How North India's pollution levels sound through musical notes

How North India's pollution levels sound through musical notes

Organisation: India Today (India)

Publication Date: 11/29/2016



Delhi is the most toxic city in the world and on November 5th, 2016 (post the week of Diwali, the festival of lights), the PM 2.5 level in Delhi's air climbed up to 999. Let me remind you, 65 is the normal breathing unit and at 165, China declares a nation-wide emergency. Of course, there were plenty of reports circulating on newspapers, TV and digital platforms about Delhi's choking air but the statistics became too adaptive to the readers and they accepted the air as normal. It wasn't normal. It still isn't. I worked on a different method of describing Delhi's deadly air, for that, I used the sound as storytelling method.
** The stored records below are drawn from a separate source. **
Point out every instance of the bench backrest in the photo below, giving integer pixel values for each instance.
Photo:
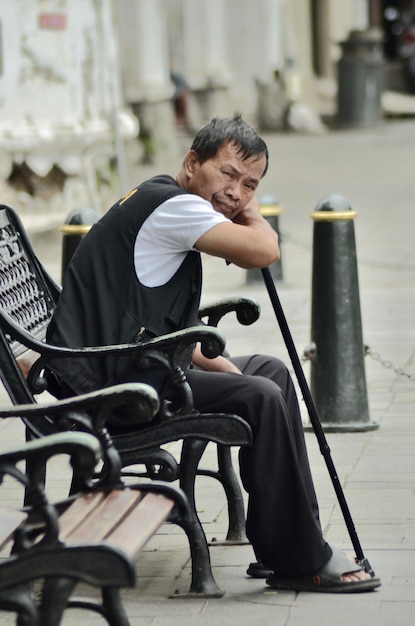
(28, 296)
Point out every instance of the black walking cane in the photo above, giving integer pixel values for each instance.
(361, 560)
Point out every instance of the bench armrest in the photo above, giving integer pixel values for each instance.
(247, 310)
(89, 413)
(84, 451)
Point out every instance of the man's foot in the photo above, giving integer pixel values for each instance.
(339, 575)
(257, 570)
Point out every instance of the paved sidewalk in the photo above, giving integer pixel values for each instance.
(374, 170)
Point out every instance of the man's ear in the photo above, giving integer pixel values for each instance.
(190, 162)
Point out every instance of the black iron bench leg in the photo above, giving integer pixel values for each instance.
(19, 601)
(55, 594)
(203, 583)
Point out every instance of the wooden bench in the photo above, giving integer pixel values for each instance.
(28, 296)
(92, 537)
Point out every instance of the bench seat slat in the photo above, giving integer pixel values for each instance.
(109, 513)
(142, 523)
(78, 512)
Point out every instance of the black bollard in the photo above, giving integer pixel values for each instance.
(338, 379)
(76, 226)
(270, 210)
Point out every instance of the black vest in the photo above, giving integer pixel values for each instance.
(104, 303)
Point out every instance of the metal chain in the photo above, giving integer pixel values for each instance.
(310, 353)
(389, 365)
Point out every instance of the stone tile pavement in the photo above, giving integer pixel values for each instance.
(374, 170)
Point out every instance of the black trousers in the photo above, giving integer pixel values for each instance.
(283, 523)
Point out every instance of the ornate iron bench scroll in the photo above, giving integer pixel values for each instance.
(93, 536)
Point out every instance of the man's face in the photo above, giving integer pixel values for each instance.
(227, 180)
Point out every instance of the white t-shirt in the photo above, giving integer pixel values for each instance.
(168, 234)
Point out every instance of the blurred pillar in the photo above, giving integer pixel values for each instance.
(206, 63)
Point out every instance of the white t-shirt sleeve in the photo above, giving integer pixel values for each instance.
(169, 233)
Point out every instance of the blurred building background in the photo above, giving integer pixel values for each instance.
(78, 78)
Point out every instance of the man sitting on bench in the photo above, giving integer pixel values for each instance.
(138, 274)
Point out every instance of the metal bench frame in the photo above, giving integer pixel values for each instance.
(28, 296)
(62, 544)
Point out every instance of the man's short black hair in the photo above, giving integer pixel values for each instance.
(236, 131)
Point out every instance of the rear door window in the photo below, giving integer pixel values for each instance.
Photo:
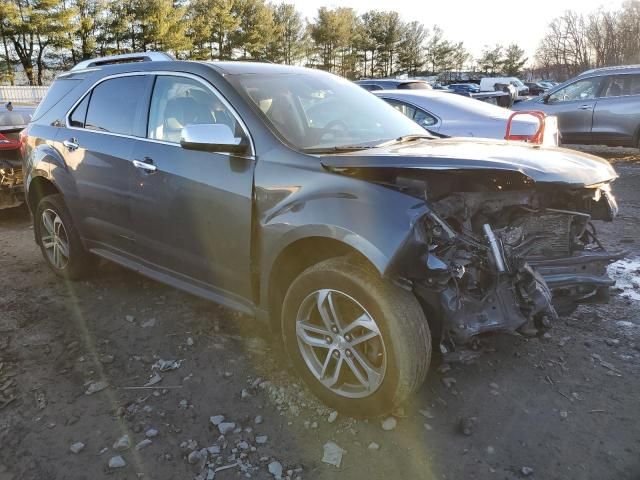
(581, 90)
(118, 106)
(79, 114)
(417, 115)
(622, 85)
(178, 102)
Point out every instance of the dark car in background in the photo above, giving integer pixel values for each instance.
(358, 237)
(12, 122)
(464, 88)
(600, 106)
(536, 88)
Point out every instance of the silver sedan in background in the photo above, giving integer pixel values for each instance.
(453, 115)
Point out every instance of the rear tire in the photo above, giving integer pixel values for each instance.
(380, 362)
(59, 241)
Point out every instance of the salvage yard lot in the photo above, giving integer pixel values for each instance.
(564, 406)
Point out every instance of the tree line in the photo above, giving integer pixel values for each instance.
(576, 42)
(40, 37)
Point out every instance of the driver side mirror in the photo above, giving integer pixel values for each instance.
(211, 137)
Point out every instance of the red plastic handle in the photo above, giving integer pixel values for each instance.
(537, 137)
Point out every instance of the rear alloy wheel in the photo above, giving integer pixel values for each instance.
(59, 241)
(360, 343)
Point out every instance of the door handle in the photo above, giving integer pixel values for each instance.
(147, 165)
(71, 144)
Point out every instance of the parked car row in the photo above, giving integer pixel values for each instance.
(457, 116)
(296, 197)
(599, 106)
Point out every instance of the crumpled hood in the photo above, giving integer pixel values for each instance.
(541, 164)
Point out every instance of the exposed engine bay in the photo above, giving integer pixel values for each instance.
(501, 253)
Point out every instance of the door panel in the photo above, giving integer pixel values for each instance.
(193, 213)
(101, 166)
(98, 146)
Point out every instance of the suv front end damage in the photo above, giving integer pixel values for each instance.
(496, 250)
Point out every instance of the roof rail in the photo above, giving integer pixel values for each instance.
(124, 58)
(608, 69)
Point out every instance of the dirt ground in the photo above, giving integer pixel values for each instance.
(563, 407)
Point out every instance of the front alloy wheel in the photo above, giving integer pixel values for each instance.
(59, 240)
(341, 343)
(361, 343)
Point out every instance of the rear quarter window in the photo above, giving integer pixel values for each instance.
(57, 91)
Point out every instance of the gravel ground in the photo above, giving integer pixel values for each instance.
(78, 362)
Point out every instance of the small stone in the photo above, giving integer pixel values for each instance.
(123, 443)
(77, 447)
(194, 457)
(426, 414)
(526, 471)
(117, 462)
(275, 469)
(148, 323)
(444, 368)
(389, 423)
(95, 387)
(332, 454)
(226, 427)
(143, 444)
(449, 382)
(107, 359)
(467, 425)
(216, 420)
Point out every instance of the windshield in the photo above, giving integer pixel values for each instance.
(316, 110)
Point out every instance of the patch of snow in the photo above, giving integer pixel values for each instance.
(626, 273)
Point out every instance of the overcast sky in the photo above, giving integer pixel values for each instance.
(475, 22)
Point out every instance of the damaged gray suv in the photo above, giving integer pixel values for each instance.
(296, 197)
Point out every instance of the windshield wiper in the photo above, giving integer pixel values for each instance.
(337, 149)
(407, 138)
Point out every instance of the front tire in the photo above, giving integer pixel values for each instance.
(361, 343)
(59, 241)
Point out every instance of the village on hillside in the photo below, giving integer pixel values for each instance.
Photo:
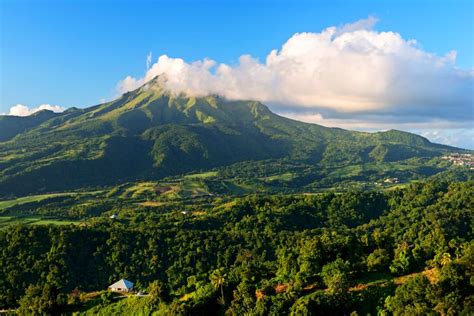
(460, 159)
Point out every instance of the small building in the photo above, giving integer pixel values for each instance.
(122, 286)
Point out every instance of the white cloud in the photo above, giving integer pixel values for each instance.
(346, 69)
(350, 76)
(148, 60)
(23, 110)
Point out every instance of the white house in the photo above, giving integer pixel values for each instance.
(122, 286)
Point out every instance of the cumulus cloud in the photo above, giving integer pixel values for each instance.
(23, 110)
(350, 73)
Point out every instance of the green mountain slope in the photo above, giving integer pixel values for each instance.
(150, 133)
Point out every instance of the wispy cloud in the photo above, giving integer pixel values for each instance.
(149, 57)
(23, 110)
(351, 73)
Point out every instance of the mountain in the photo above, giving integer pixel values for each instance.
(151, 133)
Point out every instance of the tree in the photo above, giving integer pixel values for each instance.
(334, 275)
(401, 262)
(412, 298)
(218, 281)
(158, 292)
(42, 300)
(378, 260)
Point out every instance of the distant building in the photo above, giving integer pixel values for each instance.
(122, 286)
(391, 180)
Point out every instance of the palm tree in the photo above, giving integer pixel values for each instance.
(445, 259)
(218, 280)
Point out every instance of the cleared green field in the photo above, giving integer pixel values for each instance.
(203, 175)
(287, 176)
(31, 198)
(6, 221)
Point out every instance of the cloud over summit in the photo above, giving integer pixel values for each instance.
(347, 69)
(23, 110)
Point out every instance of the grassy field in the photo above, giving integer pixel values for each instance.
(203, 175)
(6, 221)
(31, 198)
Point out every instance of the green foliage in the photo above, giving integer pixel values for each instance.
(325, 253)
(42, 300)
(149, 134)
(335, 277)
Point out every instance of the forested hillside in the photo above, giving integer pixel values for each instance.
(400, 251)
(151, 133)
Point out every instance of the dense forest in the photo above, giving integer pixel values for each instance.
(403, 251)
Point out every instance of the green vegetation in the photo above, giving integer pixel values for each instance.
(149, 134)
(220, 207)
(400, 251)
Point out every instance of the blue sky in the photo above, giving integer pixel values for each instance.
(74, 53)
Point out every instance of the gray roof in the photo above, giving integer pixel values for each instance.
(123, 284)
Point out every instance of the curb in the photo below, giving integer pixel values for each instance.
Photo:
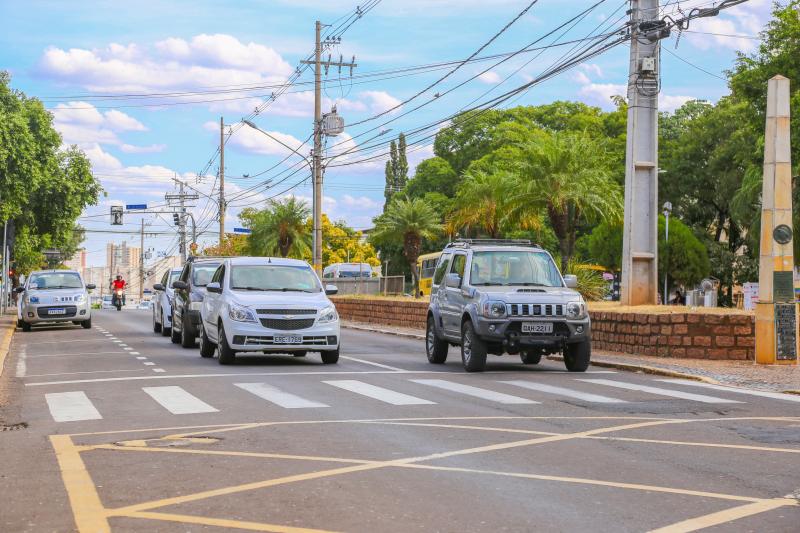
(5, 343)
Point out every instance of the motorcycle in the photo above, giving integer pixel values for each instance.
(118, 299)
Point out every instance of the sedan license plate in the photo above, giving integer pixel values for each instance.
(288, 339)
(537, 327)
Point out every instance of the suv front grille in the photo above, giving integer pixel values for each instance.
(285, 325)
(544, 310)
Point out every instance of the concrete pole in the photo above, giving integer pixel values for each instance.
(640, 238)
(776, 310)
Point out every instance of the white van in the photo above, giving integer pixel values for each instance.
(347, 270)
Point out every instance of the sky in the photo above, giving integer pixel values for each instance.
(141, 87)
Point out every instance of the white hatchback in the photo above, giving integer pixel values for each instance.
(272, 305)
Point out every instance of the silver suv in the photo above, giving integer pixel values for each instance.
(505, 296)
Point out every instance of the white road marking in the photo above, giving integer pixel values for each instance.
(658, 390)
(177, 401)
(477, 392)
(379, 365)
(562, 391)
(751, 392)
(378, 393)
(278, 397)
(71, 407)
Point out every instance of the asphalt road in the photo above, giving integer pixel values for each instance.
(115, 427)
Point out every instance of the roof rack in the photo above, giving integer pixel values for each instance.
(468, 243)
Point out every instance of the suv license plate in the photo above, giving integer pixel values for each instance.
(287, 339)
(537, 327)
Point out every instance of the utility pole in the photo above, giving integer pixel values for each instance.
(221, 181)
(317, 168)
(640, 237)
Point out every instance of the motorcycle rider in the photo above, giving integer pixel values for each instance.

In this experiment, I took the last ten days' data from three northern cities of India - Delhi, Varanasi and Patna's Air Quality Index (AQI). For example, on October 23, 2016 – one week before Diwali – Varanasi recorded a 24-hour average pm 2.5 level of 96 µg/m³, nearly half the level recorded last year. Similarly, average pollution levels in Agra and Delhi were 38 per cent and 30 per cent lower respectively, than those recorded on the corresponding day in 2015 (November 4, 2015). Lucknow was 11 per cent less polluted this year, while only Patna recorded 38 per cent higher levels, compared to 2015. Later, we tried representing air pollution data of three cities - Delhi, Varanasi and Patna - in sound through data sonification process.